Namun, kata dia, karena istilah yang lebih populer sesuai nomenklatur adalah koordinasi.
Ia membolehkan itu dipakai. Tetapi Wagub Josef mengingatkan istilahnya boleh koordinasi, tapi maknanya harus kolaborasi.
“Menyatukan persepsi kita dalam perencanaan dan kegiatan. Dalam rapat kerja ini, harus bisa rumuskan tahapan-tahapan dalam melakukan kerja sama satu sama lain dengan sasaran untuk memberikan pelayanan air untuk masyarakat. Jangan lagi ada pandangan, ini milik saya,ini milik anda. Harus tinggalkan yang begitu,” kata Josef.
Lebih lanjut ia mengungkapkan, mengurus air tidak boleh memakai struktur. Tidak boleh perdebatkan mengenai wewenang.
Menurut dia, kalau ada peraturan yang menghalangi kewajiban masyarakat untuk mendapatkan pelayanan air, peraturan itu bisa didiskusikan untuk diubah secara cepat.
“Intinya air itu harus sampai ke rakyat. Bagaimana air sampai ke rakyat. Baru kemudian dari sini, cari sumber air, bagaimana konservasi air. Bagaimana kita memelihara supaya sumber daya air itu ada. Mari kita keroyok ini sama-sama. Tentu saja ada struktur organisasi, tapi itu jangan mbelenggu kita sehingga rakyat yang jadi sasarannya. Rapat koordinasi ini harus bisa rumuskan hal-hal konkret,” ungkapnya
Josef juga mengingatkan, masalah pemenuhan air untuk masyarakat tidak boleh memakai target. Misalnya tahun ini 50 persen dan tahun depan sisanya.

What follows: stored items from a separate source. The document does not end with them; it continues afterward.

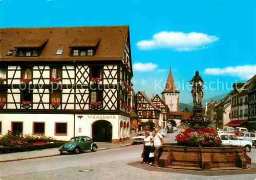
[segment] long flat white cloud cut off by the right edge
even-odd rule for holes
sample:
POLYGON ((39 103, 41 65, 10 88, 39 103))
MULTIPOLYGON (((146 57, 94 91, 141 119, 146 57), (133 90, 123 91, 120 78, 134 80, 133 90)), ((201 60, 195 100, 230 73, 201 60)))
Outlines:
POLYGON ((256 65, 244 65, 236 67, 207 68, 205 74, 238 76, 241 80, 248 80, 256 74, 256 65))

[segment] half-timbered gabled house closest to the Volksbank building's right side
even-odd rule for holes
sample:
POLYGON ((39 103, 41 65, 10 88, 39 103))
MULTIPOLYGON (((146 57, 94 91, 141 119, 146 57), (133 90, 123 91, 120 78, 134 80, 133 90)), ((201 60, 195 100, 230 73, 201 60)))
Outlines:
POLYGON ((152 121, 159 126, 161 110, 147 97, 145 92, 138 91, 136 94, 138 119, 142 122, 152 121))

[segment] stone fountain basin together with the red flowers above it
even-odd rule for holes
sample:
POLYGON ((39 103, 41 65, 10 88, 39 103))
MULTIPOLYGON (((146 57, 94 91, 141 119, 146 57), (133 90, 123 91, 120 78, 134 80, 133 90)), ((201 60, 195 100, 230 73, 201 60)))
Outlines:
POLYGON ((213 128, 187 128, 176 135, 177 144, 164 144, 160 167, 191 170, 247 169, 251 159, 243 146, 223 146, 213 128))

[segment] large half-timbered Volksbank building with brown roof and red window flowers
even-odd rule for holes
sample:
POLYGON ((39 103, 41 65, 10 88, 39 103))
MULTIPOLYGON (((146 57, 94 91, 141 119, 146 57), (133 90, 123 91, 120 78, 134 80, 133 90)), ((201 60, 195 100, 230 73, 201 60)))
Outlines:
POLYGON ((1 133, 129 139, 132 76, 127 25, 2 28, 1 133))

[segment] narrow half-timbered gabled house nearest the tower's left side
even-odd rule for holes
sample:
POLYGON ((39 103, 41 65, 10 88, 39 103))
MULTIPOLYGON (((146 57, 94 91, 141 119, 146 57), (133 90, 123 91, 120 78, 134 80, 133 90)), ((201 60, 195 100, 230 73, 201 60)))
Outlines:
POLYGON ((156 105, 156 107, 158 109, 161 110, 161 114, 160 114, 160 118, 159 118, 159 123, 160 123, 160 126, 165 128, 166 125, 167 125, 167 121, 168 121, 169 108, 168 108, 167 105, 165 105, 164 101, 160 98, 160 96, 158 94, 156 94, 153 97, 152 102, 156 105))

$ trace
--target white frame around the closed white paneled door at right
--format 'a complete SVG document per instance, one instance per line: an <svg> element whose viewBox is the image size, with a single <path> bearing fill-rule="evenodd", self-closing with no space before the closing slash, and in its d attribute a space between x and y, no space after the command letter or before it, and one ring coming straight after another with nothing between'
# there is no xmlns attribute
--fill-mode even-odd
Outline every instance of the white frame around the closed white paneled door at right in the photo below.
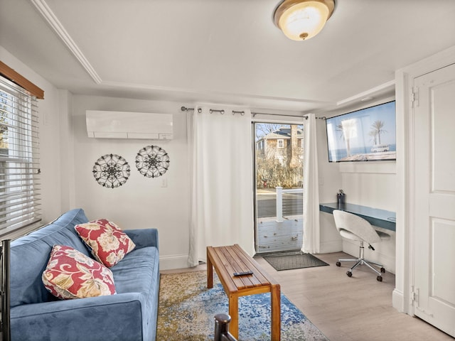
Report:
<svg viewBox="0 0 455 341"><path fill-rule="evenodd" d="M455 63L455 46L395 72L397 105L397 240L392 306L414 316L414 78Z"/></svg>

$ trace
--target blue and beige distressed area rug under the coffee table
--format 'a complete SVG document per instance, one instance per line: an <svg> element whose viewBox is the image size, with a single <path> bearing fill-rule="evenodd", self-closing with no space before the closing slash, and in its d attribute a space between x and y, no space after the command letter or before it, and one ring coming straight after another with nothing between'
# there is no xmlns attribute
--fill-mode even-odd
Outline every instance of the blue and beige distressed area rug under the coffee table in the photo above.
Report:
<svg viewBox="0 0 455 341"><path fill-rule="evenodd" d="M213 341L214 316L228 313L228 296L215 274L207 288L205 271L161 274L156 340ZM270 340L270 294L239 298L239 340ZM289 299L281 297L282 341L327 341Z"/></svg>

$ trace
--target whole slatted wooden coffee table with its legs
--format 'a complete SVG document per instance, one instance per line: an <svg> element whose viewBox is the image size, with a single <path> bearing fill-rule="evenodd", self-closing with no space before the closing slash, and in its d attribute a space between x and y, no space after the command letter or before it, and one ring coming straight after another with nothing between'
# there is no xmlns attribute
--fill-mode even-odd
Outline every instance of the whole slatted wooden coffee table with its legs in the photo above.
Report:
<svg viewBox="0 0 455 341"><path fill-rule="evenodd" d="M239 337L240 296L270 293L272 305L272 341L279 341L281 329L281 297L279 284L239 245L207 247L207 288L213 288L213 268L229 298L230 333ZM252 271L252 275L234 276L235 272Z"/></svg>

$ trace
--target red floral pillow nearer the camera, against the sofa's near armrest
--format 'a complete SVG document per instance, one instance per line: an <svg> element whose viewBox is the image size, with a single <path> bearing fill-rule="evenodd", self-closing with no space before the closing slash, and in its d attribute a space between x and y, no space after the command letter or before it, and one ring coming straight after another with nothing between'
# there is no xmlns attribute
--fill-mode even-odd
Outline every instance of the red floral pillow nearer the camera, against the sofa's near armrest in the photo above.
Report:
<svg viewBox="0 0 455 341"><path fill-rule="evenodd" d="M115 293L112 271L82 252L63 245L53 246L41 278L45 288L62 299Z"/></svg>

“Tidak boleh seperti itu. Masalah air hari ini harus 100 persen. Pentahapan kerja untuk sampai ke rumah-rumah masing-masing, bisa pakai target,” katanya.
“Tetapi kebutuhan air untuk rakyat, tidak bisa kita pakai target 80 atau 90 persen. Harus 100 persen orang. Cara bagaimana pun juga, dia harus nikmati air. Kedekatan sumber air dengan masyarakat, yah boleh pakai tahapan. Tapi kebutuhan air minum bagi rakyat tidak boleh ditunda-ditunda. Harus ada improvisasi. Ada yang pakai pipa atau kita usahakan mobil tangki, yang penting dia dapat air,” sambung dia.